Data published yesterday by Eurostat shows Malta retained top position in 2011 by granting asylum status to 55 per cent of applicants.
Greece, which is also seeing a flood of irregular immigrants, only granted asylum to 2.1 per cent and the EU as a whole recognised one out of every four applicants.
Malta’s “positive” recognition rate also has a negative impact on a highly densely populated island, which has to cater for high numbers of asylum seekers.
According to EU officials, Malta’s high recognition rate is not linked to any “lenient” benchmarks by the local authorities but is due to where the asylum seekers are from.
“Unlike other member states, Malta’s applicants are mostly coming from sub-Saharan Africa in which case many of them are immediately recognised as in need of international protection according to international rules.

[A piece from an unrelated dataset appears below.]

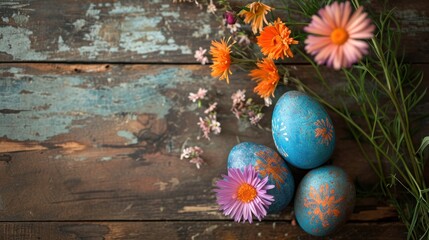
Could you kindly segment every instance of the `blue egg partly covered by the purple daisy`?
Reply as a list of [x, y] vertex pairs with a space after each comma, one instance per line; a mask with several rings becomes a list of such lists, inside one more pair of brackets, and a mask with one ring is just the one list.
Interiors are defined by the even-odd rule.
[[279, 213], [292, 200], [295, 182], [286, 162], [273, 149], [262, 144], [243, 142], [234, 146], [228, 156], [228, 168], [240, 168], [251, 164], [260, 178], [268, 176], [268, 184], [274, 185], [268, 194], [274, 196], [269, 213]]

“These include countries with ongoing wars and conflicts such as Somalia, Sudan and Eritrea,” the officials said.
An analysis of the asylum recognition granted by Malta last year shows that out of 888 new recognitions, 45.9 per cent were given to those claiming to be from Somalia, almost 30 per cent to Eritreans and another five per cent from Sudan.
Last year’s trend is similar to previous records where Malta’s recognition rate also topped the EU-27 rate with 65.7 per cent in 2009 and 60 per cent in 2010.
The difference is in 2010 when Malta had just 350 applicants, while last year the total soared to 1,605.
Since January, 900 immigrants have already made it to Malta from Libya. Almost all try their luck and apply for asylum recognition while those who are not recognised still take months and even years to leave due to a very heavy bureaucratic system to have them repatriated.